Nous repartons et des champs de potirons à perte de vue

 Après des lacets qui nous font décoller de nos sièges, nous arrivons dans un village dont on nous dit que la manufacture de porcelaine (vaste et grandiose) vient juste de fermer ses portes. Elle avait été rachetée par des Français. Y-a-t-il quelque cause à effet?

D'abord le joli cimetière

 Puis des porcelaines dessinées par un grand peintre hongrois, SZASZS Andre http://web.artprice.com/artistdetails.aspx?idarti=MjE2Nzk0MDY2MDg0MjYxLQ==  je n'aime pas le style mais qu'importe ici on l'aime:


Belles faïences...

 Puis on taille la route comme on enroule le copeau de bois des crayons. On arrive à Tokaji. Chacun sent déjà le fameux vin, fait de raisins pourris, couler dans son gosier. On croise même des citations de Voltaire et Anatole France. Je vous laisse faire les traducs, y'a pas de raison que je m'y colle:




Au passage une cheminée pour ma chère Jehanne qui lutte contre des saloperies dans son sang. Que cette belle réalisation lui brûle ces intrus minables!
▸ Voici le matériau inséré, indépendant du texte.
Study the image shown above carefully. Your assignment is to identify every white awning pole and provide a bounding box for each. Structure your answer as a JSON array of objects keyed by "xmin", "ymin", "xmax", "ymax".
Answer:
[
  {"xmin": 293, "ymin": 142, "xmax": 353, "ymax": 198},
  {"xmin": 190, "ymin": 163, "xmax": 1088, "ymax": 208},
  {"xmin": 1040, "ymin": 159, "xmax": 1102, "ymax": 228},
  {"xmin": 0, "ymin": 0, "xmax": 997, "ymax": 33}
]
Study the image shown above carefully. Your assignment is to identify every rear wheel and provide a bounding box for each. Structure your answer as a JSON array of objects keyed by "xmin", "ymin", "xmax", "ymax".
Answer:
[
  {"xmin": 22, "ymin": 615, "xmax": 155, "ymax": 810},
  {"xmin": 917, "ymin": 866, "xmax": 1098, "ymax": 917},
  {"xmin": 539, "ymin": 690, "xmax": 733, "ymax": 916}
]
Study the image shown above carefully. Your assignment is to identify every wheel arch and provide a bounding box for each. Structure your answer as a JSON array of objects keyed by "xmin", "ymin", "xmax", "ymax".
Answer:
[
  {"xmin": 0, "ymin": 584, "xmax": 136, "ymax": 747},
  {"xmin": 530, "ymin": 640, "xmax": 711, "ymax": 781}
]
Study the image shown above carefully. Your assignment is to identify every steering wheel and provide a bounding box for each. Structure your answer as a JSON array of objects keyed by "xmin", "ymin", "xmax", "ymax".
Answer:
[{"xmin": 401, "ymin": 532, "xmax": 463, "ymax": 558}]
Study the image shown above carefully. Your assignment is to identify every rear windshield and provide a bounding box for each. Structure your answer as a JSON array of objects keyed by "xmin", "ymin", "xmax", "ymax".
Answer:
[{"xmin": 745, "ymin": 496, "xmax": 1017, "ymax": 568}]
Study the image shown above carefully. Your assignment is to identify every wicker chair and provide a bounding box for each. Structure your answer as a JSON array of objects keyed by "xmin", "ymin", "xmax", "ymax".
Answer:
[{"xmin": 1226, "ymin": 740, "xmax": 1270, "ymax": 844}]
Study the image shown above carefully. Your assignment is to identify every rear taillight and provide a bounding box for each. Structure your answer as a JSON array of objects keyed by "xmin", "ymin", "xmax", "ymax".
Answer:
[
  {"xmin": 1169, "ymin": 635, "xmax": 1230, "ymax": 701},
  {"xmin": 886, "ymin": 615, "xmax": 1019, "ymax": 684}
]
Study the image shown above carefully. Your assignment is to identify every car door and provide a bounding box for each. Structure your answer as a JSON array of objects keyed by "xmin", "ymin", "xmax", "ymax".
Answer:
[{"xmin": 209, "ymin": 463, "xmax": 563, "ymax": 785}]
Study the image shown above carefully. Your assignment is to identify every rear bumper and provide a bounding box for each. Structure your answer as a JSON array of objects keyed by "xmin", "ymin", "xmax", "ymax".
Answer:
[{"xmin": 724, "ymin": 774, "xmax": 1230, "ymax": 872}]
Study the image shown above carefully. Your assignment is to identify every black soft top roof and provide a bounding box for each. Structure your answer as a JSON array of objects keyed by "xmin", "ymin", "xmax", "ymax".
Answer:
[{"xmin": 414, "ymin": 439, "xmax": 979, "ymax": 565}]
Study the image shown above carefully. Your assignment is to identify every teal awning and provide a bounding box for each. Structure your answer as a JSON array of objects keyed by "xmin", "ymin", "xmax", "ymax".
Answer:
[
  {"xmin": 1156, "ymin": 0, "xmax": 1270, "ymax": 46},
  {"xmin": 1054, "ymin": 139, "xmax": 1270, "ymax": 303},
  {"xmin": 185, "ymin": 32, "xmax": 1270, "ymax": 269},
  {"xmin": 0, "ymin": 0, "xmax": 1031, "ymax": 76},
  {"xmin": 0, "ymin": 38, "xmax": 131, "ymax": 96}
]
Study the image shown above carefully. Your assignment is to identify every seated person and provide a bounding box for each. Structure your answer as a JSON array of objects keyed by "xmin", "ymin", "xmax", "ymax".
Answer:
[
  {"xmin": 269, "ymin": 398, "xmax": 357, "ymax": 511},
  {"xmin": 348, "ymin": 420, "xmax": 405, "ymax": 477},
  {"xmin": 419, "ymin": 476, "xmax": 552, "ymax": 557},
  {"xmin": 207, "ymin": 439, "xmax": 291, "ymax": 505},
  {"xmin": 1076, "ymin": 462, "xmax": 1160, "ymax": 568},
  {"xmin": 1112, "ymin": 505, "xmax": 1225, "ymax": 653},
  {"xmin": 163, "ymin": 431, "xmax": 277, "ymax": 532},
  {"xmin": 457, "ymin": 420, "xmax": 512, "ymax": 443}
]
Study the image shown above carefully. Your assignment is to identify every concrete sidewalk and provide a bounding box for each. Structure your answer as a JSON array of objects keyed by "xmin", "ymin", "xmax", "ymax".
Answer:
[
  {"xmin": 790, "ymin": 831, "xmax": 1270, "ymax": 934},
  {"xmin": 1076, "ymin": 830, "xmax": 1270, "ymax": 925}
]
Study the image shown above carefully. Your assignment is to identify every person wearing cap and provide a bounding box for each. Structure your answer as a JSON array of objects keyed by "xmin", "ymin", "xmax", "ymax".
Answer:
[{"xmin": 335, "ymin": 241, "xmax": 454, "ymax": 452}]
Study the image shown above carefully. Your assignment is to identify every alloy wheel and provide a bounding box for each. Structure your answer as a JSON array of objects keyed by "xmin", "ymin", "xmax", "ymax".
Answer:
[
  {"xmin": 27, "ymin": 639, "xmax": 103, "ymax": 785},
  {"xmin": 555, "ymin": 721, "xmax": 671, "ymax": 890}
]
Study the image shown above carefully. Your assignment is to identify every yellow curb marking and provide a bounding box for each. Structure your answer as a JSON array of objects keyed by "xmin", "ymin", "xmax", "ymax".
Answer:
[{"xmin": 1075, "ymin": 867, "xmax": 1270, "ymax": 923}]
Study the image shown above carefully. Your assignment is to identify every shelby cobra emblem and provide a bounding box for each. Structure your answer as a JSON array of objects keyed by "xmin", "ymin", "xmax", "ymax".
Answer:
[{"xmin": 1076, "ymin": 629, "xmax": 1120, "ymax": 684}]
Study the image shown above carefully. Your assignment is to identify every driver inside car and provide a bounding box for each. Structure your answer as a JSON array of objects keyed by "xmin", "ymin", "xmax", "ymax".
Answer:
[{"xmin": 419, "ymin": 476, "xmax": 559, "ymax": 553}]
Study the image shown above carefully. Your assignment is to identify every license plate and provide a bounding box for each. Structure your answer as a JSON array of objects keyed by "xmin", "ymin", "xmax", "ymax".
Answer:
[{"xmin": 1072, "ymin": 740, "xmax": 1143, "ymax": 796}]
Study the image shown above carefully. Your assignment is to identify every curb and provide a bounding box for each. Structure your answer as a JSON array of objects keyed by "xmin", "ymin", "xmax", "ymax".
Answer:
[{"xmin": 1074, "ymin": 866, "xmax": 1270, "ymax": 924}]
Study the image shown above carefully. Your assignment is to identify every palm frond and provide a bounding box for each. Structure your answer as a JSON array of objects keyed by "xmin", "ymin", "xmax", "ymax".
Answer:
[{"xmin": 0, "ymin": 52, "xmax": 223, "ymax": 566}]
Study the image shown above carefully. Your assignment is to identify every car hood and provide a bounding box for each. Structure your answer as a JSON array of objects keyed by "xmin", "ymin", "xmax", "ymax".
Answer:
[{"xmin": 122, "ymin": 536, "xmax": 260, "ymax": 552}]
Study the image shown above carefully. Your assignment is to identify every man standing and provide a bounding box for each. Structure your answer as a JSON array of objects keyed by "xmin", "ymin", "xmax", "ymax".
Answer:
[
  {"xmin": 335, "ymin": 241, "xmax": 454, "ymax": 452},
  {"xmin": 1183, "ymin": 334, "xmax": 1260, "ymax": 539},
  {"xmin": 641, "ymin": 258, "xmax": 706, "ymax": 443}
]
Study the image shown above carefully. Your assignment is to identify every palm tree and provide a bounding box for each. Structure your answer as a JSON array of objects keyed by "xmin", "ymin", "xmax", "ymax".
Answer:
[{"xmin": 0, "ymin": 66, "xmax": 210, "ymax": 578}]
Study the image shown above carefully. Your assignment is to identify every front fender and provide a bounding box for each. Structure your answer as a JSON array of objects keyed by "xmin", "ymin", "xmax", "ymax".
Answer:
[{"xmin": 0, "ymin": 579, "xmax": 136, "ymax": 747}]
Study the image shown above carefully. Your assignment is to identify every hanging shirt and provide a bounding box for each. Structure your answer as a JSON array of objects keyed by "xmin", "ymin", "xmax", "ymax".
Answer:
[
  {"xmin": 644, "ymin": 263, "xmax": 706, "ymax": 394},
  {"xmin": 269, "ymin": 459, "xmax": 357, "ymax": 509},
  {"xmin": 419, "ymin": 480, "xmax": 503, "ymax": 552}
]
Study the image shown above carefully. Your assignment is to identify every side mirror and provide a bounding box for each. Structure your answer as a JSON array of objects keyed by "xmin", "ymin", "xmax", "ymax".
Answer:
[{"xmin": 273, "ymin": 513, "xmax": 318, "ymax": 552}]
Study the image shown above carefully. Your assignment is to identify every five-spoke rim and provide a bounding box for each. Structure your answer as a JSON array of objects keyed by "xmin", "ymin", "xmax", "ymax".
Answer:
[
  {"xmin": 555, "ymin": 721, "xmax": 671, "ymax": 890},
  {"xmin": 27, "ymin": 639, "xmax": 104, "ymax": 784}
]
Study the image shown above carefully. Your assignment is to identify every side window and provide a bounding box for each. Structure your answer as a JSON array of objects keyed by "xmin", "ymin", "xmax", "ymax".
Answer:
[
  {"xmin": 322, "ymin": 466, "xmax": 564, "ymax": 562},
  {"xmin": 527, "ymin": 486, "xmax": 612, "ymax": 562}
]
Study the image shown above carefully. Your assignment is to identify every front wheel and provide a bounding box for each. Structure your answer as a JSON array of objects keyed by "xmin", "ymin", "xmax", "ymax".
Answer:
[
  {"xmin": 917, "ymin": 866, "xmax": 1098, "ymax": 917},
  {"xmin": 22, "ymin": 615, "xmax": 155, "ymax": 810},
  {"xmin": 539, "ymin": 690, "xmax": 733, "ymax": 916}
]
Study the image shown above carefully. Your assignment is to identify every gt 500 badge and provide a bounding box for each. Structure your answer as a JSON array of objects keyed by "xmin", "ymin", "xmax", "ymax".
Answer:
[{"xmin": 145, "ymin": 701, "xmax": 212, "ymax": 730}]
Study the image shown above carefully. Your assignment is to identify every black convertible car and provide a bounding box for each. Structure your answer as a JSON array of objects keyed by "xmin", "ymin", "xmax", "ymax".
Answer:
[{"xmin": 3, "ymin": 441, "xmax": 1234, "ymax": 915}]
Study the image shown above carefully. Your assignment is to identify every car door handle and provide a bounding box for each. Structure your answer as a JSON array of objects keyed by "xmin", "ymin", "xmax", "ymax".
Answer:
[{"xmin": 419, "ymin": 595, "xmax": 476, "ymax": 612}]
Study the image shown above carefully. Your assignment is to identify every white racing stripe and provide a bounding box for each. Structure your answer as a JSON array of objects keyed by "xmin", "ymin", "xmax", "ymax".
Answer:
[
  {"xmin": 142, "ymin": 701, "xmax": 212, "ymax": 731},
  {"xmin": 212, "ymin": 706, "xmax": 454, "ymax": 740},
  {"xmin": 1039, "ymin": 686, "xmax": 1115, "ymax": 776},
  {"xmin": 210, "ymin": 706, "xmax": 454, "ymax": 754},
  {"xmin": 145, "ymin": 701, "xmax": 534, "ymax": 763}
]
Dans le musée du vin, un joli meuble au style très personnel 


Plus loin une cave parmi tant d'autres:

Et puis le centre ville de Tokaji, complètement déserté pour un samedi. La dernière fois que nous sommes passés il y a trente ans tout était également vide. Incroyable d'imaginer que ce haut lieu du pinard soit abandonné de la sorte. Bocuse dit que ce vin, qui se conserve indéfiniment, est le meilleur du monde. Pourtant ici, pas de vie, pas de voitures dans ce bourg si fameux. Incompréhensible!


Ici une cave que Julie et moi avons visitée il y a cinquante ans. Une larme nous échappe la paupière...


Petit village sympa... mais où sont les habitants? Pas déjà en Chine pour former de nouveaux vignerons quand même? Pourquoi donc avoir classé ces maigres vignobles patrimoine mondial si personne n'en profite? Ah! Si, AXA à acheté des vignes, on a vu leur nom il y a quelques années. Vive la banque donc!

Voilà, nous sommes repartis avec des bouteilles dans les bras mais sans les souvenirs qui sont restés sur place comme de vieux bouchons inutiles qui ne servent plus à rien. Pourvu qu'on ne suive pas leur chemin!